Quello che non ha punti facili e sicuri, e deve sputare sangue su ogni “15”, col rischio comunque di dover ricominciare sempre daccapo, ancora e ancora, per una semplice invenzione dell’avversario. Quello che speri sempre che eviti i più forti già nei primissimi turni e si infili in un corridoio favorevole del tabellone, come a Vienna, dove nel famoso 2020, diede una lezione a Novak Djokovic, partendo da lucky loser come adesso che aveva perso con Alexandre Muller ma, ripescato, ha domato Cerundolo e ora, armato di coraggio e orgoglio, cerca di stoppare Sinner nella sua ennesima scalata al vertice.

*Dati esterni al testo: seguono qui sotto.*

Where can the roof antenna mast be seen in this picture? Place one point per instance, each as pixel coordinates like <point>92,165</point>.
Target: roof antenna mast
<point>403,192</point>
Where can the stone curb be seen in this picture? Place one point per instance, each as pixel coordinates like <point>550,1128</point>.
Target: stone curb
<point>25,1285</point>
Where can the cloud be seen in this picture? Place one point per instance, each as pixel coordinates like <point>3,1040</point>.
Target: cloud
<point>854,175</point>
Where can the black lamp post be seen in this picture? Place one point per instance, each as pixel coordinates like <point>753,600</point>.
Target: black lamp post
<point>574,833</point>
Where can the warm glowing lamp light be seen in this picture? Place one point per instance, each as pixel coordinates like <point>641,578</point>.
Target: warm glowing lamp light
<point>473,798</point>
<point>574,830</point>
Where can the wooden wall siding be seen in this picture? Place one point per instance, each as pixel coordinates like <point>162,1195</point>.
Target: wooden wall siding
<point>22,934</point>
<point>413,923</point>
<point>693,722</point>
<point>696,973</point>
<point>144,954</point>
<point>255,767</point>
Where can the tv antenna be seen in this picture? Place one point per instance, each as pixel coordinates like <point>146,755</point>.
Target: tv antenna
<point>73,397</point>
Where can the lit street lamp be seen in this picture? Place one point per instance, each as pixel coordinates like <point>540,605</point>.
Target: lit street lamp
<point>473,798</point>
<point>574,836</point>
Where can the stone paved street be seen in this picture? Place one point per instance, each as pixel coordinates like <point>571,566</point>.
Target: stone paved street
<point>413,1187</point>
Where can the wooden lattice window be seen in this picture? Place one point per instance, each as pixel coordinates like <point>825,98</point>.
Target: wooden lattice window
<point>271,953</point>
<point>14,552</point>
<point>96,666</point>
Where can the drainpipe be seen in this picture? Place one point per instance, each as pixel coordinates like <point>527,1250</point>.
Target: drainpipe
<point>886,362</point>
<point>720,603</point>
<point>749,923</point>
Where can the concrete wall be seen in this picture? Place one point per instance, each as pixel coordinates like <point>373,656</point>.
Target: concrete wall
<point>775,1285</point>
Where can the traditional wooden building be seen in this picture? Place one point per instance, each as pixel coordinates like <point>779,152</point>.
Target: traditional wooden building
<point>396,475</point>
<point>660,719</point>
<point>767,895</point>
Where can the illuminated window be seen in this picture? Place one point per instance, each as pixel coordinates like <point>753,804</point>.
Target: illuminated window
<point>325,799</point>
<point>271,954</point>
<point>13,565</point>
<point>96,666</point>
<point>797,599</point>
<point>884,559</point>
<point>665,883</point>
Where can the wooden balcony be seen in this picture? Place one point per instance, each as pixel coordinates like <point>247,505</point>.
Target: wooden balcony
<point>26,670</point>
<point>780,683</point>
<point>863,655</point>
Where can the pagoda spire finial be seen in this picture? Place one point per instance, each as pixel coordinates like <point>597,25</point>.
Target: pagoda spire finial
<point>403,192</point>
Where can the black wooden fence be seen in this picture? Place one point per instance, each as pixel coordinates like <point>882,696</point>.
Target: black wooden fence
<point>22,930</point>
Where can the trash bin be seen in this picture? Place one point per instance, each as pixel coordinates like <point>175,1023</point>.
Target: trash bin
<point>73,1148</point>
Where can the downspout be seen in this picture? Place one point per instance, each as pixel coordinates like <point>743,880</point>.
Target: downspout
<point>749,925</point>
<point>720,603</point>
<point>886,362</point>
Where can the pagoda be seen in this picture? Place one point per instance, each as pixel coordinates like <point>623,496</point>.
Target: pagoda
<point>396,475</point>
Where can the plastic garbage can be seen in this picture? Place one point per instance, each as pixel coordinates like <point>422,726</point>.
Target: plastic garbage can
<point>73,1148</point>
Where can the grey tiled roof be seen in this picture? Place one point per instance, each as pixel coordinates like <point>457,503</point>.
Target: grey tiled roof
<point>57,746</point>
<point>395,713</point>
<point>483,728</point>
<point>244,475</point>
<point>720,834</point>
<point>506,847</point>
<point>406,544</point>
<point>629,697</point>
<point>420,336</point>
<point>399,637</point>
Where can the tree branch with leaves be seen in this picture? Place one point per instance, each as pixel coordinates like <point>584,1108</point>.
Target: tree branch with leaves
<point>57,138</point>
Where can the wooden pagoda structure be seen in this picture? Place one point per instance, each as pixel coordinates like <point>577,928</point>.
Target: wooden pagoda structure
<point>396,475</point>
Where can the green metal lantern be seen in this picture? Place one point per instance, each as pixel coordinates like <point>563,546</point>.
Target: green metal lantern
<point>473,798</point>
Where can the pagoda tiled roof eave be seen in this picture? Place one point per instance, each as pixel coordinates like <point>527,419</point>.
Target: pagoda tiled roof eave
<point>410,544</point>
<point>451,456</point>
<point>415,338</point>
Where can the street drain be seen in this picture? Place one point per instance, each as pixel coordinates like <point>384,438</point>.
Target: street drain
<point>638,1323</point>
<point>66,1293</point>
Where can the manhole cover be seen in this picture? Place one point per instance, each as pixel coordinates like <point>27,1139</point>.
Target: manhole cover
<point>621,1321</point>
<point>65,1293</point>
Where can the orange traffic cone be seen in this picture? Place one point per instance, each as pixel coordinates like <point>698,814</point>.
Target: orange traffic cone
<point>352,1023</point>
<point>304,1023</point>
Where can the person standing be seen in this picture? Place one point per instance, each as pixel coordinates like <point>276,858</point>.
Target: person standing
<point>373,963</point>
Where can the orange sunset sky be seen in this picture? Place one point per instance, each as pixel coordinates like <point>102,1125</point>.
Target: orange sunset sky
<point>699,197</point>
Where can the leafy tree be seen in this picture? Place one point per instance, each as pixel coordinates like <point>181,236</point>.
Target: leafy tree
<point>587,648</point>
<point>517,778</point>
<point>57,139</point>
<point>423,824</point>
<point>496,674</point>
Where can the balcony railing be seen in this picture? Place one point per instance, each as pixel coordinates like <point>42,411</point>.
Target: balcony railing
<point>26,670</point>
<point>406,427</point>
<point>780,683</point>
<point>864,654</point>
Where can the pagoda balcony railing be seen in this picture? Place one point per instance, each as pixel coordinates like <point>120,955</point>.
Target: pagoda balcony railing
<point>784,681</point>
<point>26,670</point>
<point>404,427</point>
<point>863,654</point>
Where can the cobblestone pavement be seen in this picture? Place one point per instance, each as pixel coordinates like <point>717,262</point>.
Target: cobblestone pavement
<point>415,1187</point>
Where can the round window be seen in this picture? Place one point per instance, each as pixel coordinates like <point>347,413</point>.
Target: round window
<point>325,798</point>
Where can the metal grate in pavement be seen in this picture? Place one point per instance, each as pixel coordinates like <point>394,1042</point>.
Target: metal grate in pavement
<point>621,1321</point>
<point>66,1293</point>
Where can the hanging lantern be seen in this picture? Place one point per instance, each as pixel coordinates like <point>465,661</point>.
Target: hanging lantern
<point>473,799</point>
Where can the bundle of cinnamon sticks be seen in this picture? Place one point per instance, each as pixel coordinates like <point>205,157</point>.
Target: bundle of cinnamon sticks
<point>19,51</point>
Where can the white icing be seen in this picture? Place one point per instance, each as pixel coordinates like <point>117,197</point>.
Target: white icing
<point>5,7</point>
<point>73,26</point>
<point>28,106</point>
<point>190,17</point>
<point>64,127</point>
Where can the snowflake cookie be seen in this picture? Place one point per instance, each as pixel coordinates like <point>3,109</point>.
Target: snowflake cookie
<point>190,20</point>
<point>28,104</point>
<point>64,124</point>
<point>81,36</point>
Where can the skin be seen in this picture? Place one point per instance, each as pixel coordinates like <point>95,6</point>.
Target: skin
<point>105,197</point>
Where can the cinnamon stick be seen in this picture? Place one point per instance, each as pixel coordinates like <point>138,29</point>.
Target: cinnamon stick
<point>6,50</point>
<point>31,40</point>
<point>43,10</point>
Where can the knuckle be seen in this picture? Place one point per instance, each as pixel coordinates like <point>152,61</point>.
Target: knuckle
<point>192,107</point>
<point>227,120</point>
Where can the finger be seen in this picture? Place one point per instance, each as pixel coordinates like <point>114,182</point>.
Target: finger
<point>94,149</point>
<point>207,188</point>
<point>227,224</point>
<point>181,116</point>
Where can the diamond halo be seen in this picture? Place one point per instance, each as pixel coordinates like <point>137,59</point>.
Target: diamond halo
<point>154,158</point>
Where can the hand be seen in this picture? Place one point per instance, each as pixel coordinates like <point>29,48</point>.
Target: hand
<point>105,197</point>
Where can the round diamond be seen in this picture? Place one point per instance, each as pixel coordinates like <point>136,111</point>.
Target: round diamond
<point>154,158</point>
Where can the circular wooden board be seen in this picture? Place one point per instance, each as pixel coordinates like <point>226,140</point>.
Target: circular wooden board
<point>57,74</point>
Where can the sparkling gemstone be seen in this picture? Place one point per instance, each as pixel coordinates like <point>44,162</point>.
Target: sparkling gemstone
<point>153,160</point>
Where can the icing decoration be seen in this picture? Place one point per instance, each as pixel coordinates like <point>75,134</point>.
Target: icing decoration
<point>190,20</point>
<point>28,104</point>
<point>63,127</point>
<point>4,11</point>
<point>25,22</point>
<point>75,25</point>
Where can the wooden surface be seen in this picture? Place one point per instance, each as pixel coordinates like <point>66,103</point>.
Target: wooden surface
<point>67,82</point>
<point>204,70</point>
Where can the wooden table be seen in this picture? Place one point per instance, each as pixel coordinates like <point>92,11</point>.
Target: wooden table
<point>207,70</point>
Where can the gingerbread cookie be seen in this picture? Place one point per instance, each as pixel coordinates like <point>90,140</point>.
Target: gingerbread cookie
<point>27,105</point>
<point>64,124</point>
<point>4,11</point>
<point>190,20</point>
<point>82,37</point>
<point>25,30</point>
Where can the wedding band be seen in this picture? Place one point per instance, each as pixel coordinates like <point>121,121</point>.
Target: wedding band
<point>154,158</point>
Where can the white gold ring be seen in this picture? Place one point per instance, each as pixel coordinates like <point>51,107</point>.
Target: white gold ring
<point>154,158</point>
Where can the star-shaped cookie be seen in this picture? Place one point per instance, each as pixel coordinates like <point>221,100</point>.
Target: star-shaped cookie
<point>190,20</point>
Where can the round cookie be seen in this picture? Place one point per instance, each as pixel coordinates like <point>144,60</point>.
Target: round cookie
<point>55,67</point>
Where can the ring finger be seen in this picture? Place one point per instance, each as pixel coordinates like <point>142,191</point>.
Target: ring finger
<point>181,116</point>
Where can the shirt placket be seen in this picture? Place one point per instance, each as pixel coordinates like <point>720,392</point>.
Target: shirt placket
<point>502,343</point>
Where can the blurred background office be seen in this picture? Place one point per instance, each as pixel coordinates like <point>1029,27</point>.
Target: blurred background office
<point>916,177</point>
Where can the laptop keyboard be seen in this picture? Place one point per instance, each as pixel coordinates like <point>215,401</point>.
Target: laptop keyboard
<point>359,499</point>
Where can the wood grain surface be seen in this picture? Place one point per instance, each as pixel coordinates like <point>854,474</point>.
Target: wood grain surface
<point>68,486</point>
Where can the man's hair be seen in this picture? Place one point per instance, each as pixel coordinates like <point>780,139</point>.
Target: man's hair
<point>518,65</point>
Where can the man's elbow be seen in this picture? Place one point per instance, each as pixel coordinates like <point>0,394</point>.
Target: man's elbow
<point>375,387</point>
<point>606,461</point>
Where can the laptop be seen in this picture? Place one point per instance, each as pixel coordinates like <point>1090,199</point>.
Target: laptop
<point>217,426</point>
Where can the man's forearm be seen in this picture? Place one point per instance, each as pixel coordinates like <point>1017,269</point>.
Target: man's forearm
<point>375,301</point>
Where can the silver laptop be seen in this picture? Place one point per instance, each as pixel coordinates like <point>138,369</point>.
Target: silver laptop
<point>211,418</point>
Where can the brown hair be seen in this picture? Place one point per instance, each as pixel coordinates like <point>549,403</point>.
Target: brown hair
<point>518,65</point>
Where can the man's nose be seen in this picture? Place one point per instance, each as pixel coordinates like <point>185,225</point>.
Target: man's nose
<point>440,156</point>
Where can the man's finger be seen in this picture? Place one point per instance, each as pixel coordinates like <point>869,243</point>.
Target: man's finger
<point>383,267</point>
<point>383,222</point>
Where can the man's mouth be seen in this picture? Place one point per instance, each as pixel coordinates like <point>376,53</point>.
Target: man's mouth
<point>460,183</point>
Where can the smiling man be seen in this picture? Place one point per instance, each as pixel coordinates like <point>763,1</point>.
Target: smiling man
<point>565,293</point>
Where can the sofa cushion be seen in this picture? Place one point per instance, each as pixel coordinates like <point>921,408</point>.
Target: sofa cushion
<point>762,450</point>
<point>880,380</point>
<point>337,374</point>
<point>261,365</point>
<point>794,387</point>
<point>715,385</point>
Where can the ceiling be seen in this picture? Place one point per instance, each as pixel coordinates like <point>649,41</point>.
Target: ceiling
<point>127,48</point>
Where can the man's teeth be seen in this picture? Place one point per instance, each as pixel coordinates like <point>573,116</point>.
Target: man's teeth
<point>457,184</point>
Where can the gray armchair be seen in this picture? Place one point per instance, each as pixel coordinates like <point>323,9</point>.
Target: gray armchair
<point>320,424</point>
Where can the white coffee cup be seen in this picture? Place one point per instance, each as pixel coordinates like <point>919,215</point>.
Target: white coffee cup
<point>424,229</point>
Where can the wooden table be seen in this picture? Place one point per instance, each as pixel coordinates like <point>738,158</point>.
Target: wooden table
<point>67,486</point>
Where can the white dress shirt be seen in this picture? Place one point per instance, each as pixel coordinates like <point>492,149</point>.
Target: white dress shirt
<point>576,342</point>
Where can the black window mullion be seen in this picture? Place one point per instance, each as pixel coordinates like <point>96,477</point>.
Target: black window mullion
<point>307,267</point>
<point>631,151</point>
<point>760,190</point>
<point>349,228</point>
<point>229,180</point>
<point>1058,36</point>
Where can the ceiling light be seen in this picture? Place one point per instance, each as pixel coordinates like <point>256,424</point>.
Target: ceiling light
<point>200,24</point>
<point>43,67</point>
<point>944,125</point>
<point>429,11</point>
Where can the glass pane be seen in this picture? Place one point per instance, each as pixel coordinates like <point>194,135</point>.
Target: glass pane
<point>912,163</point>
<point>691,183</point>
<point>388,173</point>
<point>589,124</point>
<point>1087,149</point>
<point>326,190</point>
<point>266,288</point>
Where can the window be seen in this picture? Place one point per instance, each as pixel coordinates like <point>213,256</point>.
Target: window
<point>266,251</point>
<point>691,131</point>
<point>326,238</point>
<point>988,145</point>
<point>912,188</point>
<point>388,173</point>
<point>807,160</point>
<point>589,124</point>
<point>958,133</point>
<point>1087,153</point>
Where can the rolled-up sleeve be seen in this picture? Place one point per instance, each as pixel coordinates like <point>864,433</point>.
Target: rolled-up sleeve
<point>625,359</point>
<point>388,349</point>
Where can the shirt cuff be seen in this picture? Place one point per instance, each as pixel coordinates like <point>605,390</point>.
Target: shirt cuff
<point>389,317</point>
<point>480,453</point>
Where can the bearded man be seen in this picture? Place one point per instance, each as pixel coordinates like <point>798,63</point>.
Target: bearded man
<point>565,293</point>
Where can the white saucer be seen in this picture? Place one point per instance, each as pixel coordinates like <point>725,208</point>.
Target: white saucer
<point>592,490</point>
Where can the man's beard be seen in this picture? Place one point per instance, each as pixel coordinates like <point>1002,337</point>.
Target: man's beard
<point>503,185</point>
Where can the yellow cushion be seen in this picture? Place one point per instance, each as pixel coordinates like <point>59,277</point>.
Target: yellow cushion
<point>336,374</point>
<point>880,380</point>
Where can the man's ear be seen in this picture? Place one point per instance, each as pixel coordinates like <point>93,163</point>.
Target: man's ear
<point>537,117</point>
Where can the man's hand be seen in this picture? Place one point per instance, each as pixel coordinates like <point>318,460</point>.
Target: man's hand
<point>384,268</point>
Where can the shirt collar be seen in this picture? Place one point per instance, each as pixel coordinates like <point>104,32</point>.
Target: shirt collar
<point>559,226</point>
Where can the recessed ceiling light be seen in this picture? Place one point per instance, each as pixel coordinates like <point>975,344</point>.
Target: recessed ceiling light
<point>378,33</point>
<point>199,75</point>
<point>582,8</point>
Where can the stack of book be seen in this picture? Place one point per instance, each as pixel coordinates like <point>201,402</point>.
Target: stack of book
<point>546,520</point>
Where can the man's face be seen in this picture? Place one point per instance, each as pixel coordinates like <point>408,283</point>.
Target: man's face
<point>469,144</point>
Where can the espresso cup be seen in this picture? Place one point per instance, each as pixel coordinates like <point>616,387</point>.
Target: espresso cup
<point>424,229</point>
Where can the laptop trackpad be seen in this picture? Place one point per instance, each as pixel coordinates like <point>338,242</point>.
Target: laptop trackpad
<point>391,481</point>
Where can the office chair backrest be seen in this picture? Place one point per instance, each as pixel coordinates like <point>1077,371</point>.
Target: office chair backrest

“Sonny” il dolce, che qualche volta diventa “Il polpo”, quando entra in trance agonistica e arriva su ogni palla ed in ogni parte del campo, esaltandosi sull’asse servizio-dritto e buttandosi a rete all’arma bianca, si fa valere gettando sempre sul campo anche l’anima. E unico nella sua umanità. Lo sai, lo senti, lo avverti dai commenti di tutti, lo vedi coi tuoi occhi quando batte l’amico Berrettini in crisi nera e si dispiace palesemente della propria felicità e, subito dopo, perdendoci, nel remake, è ugualmente felice perché Matteo si sta riprendendo. Lo percepisci dalle sue parole, sempre buone, sempre oneste, sempre piene di rispetto verso tutto e tutti, a cominciare dalla FITP che l’ha sostenuto e lo sostiene.
ESEMPIO
Sonego è quello che interpreta tutti giorni alla lettera la famosa poesia di Kipling che campeggia all’ingresso dell’All England Club di Wimbledon: "Se saprai conservare la testa, quando intorno a te tutti perderanno la loro e te ne faranno una colpa… Se crederai in te stesso quando tutti dubiteranno, ma saprai capire il loro dubbio… Se saprai incontrare il trionfo e il disastro e trattare questi due impostori nello stesso modo… Se saprai vedere le cose per cui hai dato la vita spezzate, e curvarti e ricostruirle con logori utensili… Se saprai fare un mucchio di tutte le tue vincite e rischiarle in un giro di testa e croce; e perdere e ricominciare da capo senza fiatare sulle tue perdite… Se saprai forzare il tuo cuore, i nervi e i tendini per assecondare il tuo volere, anche quando essi sono consumati; e così resistere, quando non c’è più niente in te, tranne che la volontà che dice loro: 'Tenete duro!'… Se saprai parlare alle folle e mantenerti virtuoso, passeggiare con i re e non perdere la semplicità…”.
Ahinoi, il pareggio nel tennis non esiste e, se non sei un fan sfegatato, in un derby non puoi schierarti. Ma questa volta proprio non riesci a dire: “Vinca il più forte!”. Scusaci, Jannik.